Setiap pemrosesan basis data kecil dapat dengan mudah ditangani oleh skrip Python / Perl / ..., yang menggunakan pustaka dan / atau bahkan utilitas dari bahasa itu sendiri. Namun, ketika datang ke kinerja, orang cenderung menjangkau bahasa C / C ++ / tingkat rendah. Kemungkinan menyesuaikan kode dengan kebutuhan tampaknya menjadi apa yang membuat bahasa ini begitu menarik untuk BigData - baik itu mengenai manajemen memori, paralelisme, akses disk, atau bahkan optimasi tingkat rendah (melalui perakitan konstruksi pada level C / C ++).
Tentu saja set manfaat seperti itu tidak akan datang tanpa biaya: menulis kode, dan kadang-kadang bahkan menciptakan kembali roda , bisa sangat mahal / melelahkan. Meskipun ada banyak perpustakaan yang tersedia, orang cenderung untuk menulis kode sendiri setiap kali mereka perlu memberikan kinerja. Apa yang menonaktifkan pernyataan kinerja dari menggunakan perpustakaan saat memproses basis data besar?

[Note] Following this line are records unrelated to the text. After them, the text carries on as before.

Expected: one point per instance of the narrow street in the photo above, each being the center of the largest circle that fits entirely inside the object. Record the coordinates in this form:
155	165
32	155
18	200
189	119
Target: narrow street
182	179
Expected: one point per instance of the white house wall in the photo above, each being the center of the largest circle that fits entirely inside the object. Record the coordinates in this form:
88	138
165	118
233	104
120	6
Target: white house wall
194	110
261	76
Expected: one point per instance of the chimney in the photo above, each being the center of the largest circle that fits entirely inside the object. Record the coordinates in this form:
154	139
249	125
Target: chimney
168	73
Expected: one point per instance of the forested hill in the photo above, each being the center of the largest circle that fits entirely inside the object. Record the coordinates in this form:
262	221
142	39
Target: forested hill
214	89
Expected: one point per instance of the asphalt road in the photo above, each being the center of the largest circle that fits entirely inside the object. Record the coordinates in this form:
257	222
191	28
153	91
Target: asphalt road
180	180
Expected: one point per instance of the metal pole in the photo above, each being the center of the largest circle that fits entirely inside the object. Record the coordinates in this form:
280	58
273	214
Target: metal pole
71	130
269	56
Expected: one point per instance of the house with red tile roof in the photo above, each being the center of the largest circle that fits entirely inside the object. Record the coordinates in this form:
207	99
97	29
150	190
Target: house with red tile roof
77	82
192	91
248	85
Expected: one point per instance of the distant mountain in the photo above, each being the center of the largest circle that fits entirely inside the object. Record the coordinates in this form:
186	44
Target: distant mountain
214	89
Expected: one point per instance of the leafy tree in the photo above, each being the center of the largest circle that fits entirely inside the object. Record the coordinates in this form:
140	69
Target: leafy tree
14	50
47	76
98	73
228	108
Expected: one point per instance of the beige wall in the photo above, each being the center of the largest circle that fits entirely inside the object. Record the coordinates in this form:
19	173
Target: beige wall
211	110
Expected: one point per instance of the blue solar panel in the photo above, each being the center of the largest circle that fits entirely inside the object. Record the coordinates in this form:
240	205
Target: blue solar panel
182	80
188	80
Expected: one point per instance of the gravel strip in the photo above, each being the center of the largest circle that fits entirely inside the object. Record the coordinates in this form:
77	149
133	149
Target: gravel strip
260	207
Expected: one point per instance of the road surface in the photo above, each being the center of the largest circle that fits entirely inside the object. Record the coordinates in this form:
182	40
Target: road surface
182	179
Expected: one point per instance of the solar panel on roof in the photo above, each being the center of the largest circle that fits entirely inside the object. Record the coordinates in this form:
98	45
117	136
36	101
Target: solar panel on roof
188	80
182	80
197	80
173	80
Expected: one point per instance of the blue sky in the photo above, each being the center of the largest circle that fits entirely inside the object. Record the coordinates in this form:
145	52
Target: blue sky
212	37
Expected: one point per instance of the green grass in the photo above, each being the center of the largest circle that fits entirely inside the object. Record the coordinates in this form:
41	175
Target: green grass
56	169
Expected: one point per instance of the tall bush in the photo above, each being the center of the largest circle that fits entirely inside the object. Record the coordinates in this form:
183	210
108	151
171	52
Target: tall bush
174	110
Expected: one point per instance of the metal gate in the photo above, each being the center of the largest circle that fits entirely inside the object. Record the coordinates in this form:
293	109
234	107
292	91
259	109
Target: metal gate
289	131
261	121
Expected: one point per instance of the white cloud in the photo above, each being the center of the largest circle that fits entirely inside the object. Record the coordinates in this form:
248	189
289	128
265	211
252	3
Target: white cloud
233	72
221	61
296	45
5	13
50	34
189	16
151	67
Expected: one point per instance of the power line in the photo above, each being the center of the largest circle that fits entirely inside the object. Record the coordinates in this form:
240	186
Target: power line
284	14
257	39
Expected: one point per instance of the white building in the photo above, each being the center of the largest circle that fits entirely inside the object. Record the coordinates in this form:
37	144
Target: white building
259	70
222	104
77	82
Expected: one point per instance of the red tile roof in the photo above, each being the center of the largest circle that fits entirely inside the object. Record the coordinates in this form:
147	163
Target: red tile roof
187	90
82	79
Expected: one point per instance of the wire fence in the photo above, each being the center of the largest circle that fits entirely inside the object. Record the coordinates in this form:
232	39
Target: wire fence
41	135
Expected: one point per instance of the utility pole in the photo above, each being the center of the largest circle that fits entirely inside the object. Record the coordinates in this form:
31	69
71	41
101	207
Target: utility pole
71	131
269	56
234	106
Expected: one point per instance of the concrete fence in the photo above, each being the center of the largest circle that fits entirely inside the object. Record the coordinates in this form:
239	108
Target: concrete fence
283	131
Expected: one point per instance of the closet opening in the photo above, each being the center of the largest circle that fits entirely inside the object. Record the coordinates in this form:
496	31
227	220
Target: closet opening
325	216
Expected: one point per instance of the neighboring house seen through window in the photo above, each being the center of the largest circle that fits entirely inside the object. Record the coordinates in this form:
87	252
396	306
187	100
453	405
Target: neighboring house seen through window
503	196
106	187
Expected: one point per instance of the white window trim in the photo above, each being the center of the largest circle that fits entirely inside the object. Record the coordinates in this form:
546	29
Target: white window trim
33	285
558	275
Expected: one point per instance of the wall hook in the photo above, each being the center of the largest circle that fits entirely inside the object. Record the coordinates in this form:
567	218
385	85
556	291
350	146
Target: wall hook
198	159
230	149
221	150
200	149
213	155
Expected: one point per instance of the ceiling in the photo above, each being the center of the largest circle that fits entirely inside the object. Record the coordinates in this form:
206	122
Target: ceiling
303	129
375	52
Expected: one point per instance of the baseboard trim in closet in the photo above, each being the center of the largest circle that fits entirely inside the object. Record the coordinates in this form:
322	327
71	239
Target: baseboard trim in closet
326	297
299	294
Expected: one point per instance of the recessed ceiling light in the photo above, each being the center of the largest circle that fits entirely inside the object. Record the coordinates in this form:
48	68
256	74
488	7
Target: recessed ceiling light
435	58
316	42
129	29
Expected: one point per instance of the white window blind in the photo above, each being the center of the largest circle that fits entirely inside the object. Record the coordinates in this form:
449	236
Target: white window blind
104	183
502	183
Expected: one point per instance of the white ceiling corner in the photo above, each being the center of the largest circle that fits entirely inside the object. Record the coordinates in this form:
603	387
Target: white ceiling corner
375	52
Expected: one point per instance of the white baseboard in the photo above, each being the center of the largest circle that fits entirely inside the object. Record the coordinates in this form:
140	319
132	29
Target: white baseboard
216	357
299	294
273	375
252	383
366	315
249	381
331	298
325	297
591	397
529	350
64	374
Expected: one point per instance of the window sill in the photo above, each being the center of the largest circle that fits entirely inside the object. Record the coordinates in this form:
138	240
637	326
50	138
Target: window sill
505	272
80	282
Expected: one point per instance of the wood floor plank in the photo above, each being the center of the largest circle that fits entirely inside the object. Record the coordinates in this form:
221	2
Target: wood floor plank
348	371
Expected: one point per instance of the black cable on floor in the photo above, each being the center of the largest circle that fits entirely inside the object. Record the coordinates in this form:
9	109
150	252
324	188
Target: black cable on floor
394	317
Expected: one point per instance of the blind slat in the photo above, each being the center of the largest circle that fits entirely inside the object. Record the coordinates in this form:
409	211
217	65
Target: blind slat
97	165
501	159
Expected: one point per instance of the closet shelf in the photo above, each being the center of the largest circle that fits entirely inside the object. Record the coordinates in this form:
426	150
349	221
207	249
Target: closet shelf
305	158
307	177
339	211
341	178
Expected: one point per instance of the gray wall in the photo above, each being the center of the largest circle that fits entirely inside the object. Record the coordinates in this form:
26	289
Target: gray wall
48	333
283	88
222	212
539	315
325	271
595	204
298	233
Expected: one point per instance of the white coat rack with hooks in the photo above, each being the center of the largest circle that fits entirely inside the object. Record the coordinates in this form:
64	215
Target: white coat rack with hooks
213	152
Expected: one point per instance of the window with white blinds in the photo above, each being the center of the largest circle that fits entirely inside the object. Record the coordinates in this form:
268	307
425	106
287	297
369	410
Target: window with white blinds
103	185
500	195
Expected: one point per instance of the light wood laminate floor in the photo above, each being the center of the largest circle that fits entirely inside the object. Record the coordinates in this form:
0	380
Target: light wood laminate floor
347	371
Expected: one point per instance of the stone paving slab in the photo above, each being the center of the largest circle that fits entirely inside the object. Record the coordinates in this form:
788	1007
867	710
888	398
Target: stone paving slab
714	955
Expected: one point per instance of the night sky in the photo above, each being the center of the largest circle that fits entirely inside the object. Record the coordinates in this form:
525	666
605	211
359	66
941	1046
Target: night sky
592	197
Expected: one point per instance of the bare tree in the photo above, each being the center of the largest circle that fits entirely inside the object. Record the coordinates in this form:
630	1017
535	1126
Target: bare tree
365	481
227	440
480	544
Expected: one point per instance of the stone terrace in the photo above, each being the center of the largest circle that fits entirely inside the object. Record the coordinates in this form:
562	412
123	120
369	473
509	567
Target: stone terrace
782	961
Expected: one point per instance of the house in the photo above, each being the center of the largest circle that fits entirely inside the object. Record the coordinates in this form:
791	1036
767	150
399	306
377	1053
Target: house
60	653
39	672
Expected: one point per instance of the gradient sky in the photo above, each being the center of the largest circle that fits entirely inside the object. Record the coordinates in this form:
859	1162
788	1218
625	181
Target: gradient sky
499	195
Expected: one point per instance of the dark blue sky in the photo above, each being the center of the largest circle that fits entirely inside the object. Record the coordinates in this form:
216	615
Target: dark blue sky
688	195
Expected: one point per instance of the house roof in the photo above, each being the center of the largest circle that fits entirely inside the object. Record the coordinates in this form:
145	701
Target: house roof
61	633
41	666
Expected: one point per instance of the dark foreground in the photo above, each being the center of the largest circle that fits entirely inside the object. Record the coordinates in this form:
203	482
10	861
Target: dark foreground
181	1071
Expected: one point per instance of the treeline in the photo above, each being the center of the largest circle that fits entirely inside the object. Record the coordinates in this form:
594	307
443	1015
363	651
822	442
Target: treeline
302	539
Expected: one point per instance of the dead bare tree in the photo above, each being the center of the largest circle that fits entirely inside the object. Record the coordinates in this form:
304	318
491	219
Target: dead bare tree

Misalnya, perhatikan perusahaan yang secara terus-menerus merayapi laman web dan mem-parsing data yang dikumpulkan. Untuk setiap jendela geser, algoritma penambangan data yang berbeda dijalankan pada data yang diekstraksi. Mengapa pengembang harus menggunakan pustaka / kerangka kerja yang tersedia (baik itu untuk perayapan, pemrosesan teks, dan penggalian data)? Menggunakan hal-hal yang sudah diimplementasikan tidak hanya akan meringankan beban pengkodean seluruh proses, tetapi juga akan menghemat banyak waktu.
Dalam satu tembakan :
- apa yang membuat menulis kode sendiri menjadi jaminan kinerja?
- mengapa berisiko mengandalkan kerangka / perpustakaan ketika Anda harus memastikan kinerja tinggi?